Surface trails for hiking, mountain biking, birdwatching, nature lovers, and horse riding are planned for the some or all of the Haw River Trail. For over a third of the stretch of the Haw River Trail, from Haw River State Park to the confluence with Cane Creek in Alamance County, it will combine with the North Carolina Mountains-to-Sea Trail (MST). The MST begins at Clingmans Dome on the State’s western border and terminates at Jockey's Ridge on the Outer Banks. The MST was recently re-routed to follow the Haw River, with the input of Alan de Hart and 30 others under the direction of State Trails Director Darrell MacBane.

The land trail follows the Haw River across Alamance from where it enters near Altamahaw, then around Burlington and Graham, through Swepsonville, and past Saxapahaw.

Currently, over 10 miles (16 km) of ground trail in locations including Haw River State Park, Swepsonville River Park, Jordan Lake State Recreation Area and the newly acquired Glencoe to Carolina Mill segment (Burlington).

Swepsonville had the honor of being first trail segment designated. Mayor Herring received a call from the MST meeting participants, as they had just voted to reroute the trail through his town. He put in the first request for MST designation, and the town park became the first on the Haw River with a MST designation in 2008, with the help of the State Trails Coordinator, Darrell McBane.

Paddle trail[edit]

The Haw River Paddle Trail is a part of the Haw River Trail providing access for canoeing and kayaking. The paddle trail has 10 access sites in Alamance County to include Altamahaw Ossipee, Shallow Ford Natural Area, Indian Valley Golf Club, Glencoe Paddle Access, Great Alamanace Creek on Hwy 87, Graham Paddle Access/Hwy 54, Saxapahaw Lake, Greensboro-Chapel Hill Road, and 4 accesses in Chatham County and 4 in Guilford County. Formal accesses are regularly maintained and patrolled and provide paddlers with the assurance that public access rights have been legally secured. Informal access sites are those that have been traditionally used by paddlers.

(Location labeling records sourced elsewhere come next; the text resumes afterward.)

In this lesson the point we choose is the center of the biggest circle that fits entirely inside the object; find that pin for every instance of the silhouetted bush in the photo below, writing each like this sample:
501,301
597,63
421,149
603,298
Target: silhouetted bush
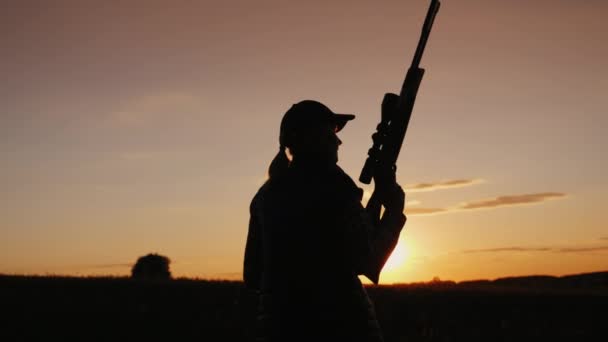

Conservation efforts[edit]

The Haw River Trail attempts to combine recreation and conservation goals into one effort. The Haw River Trail Partnership promotes the idea that the Haw River Trail boosts conservation efforts by increasing public awareness for the river and building a consensus for conservation. Simultaneously, the conservation work on the Haw River provides a protected landscape for the Haw River Trail. As of November, 2008, the HRT Partnership has conserved over 1,000 acres (4.0 km2) of riverside property and 7,400 feet (2,300 m) of riverbank since 2006. In 2006, an innovative agreement was reached between 10 governmental agencies, referred to as a Memorandum of Understanding, in which the organizations agreed to work together for the development of the Haw River Trail and the conservation of its land and waters. A coordinator position is also funded by the cities of Burlington and Graham, as Alamance County to further conservation and recreation efforts on the Haw River.